As states tally up spending and revenues for fiscal year 2010, which ended June 30 in most states, some (such as Virginia and Connecticut) are finding that they ended their year with their budgets in the black. Here’s what those modest “surpluses” mean — and what they don’t.
- End-of-year surpluses are normal. They generally occur when revenues come in higher than the state estimated when enacting (or revising) its budget. States are required by law to aim for a balanced budget — one in which revenues meet or exceed projected spending. But estimating future tax collections is inexact in the best of times.
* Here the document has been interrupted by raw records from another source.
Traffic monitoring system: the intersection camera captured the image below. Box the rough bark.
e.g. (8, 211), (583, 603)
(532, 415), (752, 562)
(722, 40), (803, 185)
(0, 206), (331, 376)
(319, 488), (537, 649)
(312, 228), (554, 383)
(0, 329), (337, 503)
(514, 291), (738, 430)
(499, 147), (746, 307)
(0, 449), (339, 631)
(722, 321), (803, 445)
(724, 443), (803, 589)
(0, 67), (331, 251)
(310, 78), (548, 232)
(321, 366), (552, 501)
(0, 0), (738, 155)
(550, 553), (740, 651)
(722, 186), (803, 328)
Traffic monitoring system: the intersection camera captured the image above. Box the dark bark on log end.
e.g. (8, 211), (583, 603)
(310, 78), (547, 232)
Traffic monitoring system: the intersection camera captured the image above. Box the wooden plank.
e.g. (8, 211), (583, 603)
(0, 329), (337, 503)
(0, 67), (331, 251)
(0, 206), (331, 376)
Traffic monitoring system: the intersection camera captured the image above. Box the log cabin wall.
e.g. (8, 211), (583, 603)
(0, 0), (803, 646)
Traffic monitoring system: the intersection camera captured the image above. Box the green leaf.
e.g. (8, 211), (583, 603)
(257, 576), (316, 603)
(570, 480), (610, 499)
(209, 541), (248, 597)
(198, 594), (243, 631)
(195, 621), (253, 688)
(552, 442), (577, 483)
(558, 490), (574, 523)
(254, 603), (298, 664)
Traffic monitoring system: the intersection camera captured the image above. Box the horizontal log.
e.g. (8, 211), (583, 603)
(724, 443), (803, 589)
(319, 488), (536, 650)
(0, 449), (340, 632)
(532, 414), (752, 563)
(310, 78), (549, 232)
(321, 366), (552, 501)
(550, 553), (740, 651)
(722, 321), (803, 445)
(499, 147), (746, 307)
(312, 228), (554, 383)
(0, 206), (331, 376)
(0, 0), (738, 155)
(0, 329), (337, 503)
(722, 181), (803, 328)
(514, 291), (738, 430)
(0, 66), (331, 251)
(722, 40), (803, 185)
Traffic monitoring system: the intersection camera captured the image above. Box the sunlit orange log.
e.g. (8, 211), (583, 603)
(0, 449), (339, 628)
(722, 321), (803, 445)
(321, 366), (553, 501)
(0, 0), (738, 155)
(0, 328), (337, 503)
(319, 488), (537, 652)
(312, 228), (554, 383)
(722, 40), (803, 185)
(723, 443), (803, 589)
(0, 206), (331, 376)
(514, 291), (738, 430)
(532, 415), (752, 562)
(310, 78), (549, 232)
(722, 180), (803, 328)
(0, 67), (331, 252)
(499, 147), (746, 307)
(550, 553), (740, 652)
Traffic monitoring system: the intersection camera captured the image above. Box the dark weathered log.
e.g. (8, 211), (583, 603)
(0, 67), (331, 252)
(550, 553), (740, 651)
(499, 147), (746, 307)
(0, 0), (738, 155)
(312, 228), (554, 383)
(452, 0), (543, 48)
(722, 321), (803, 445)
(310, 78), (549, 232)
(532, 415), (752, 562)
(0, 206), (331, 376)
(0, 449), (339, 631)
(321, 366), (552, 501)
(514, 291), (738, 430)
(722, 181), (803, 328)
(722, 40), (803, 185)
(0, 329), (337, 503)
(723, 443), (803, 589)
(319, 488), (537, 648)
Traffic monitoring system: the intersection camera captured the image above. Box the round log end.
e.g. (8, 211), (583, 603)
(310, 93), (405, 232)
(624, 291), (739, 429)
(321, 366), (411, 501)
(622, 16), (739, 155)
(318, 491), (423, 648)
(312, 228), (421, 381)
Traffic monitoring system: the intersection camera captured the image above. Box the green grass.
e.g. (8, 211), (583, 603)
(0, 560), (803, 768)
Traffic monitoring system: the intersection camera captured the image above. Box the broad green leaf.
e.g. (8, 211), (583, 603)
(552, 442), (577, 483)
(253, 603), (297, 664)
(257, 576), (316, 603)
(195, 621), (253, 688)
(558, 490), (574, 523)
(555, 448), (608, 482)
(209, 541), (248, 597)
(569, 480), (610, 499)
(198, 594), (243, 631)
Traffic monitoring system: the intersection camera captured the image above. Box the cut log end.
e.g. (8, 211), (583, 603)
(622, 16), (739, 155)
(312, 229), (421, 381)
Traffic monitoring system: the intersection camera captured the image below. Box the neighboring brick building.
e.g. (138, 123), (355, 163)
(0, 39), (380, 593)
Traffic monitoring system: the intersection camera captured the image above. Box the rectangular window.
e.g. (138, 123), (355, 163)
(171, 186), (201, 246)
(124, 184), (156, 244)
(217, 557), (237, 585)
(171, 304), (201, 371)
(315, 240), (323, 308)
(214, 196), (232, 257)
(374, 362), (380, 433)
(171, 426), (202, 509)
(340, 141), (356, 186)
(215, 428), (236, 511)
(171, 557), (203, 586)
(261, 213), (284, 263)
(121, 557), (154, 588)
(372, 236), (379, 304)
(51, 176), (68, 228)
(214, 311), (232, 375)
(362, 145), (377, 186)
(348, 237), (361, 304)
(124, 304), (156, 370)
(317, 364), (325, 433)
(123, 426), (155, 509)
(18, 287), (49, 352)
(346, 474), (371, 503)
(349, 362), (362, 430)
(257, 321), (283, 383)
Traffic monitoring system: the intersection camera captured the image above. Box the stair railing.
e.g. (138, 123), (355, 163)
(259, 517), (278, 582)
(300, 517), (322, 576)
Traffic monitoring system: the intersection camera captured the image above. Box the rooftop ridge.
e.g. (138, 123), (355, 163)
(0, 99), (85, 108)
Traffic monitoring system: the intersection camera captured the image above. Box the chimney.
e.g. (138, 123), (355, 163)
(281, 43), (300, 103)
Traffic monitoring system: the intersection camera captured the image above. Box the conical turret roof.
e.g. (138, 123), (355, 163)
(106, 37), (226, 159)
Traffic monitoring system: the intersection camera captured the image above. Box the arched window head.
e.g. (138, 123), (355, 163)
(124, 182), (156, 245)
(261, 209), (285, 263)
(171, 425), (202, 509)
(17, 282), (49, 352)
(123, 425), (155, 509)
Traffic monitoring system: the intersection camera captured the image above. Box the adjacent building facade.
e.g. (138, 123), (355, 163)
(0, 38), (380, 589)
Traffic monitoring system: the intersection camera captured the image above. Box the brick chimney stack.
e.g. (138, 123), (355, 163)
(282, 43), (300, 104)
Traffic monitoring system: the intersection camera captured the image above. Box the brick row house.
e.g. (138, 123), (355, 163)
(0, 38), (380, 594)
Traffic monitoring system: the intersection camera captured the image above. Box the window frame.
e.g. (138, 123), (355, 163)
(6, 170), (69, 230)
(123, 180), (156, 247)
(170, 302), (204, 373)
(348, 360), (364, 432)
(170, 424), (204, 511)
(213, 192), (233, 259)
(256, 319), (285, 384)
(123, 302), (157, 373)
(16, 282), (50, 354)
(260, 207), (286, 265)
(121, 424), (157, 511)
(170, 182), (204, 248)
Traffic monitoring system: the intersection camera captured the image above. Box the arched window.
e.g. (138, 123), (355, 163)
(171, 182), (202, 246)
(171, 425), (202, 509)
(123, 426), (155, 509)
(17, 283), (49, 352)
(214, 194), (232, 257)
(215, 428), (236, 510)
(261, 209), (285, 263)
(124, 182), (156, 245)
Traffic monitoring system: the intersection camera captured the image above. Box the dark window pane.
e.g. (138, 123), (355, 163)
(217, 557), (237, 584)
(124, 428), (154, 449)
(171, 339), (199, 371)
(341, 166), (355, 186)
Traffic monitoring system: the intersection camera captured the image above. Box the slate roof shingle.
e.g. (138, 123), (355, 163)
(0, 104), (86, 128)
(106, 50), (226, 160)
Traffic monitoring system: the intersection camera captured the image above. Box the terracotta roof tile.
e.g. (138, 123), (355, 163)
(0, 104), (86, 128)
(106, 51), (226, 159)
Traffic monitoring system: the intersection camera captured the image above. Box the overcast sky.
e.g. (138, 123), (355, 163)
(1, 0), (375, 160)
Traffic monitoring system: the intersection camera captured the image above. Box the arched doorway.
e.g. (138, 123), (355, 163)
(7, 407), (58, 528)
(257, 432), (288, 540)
It’s even more difficult when the economy is in crisis and revenues fall by record amounts, as they have since this recession began. So it’s no surprise when a state doesn’t collect exactly the amount of revenues it projected.
- The reported surpluses aren’t nearly large enough to reverse state spending cuts. Virginia’s $220 million surplus, for example, is a fraction of the $7.5 billion the state cut to balance its last budget. In most states, revenues will continue to fall far short of what states need to maintain public services in fiscal year 2011 and for a couple of years beyond. As a result, states are closing shortfalls that we project will total more than $140 billion in 2011 and will face another $120 billion in shortfalls for 2012.
- A surplus doesn’t even mean the state’s revenues grew in 2010. Virginia ran a surplus in 2010 because revenues declined by 0.6 percent rather than the expected 2.3 percent. The state’s general fund revenues have dropped around 20 percent, in inflation-adjusted terms, since the start of the recession. Similarly, in Connecticut, sales tax collections were above expectations for a couple of months but will still come in 5 percent below last year’s already low level. Nationally, state revenues remain well below where they were two years ago.
- A surplus means that the next year’s deficit-closing measures can be a bit less harsh than planned. For example, Connecticut may be able to balance its 2011 budget with a little less borrowing than it had expected. Virginia will use some of its surplus to give state workers — whose salaries have been frozen for close to four years — a temporary pay increase and to offset a bit of the large reduction in school funding.
Until employment returns to pre-recession levels, state revenues won’t be healthy enough to avert the need for more spending cuts and tax increases — even if revenues didn’t perform quite as badly as predicted last year.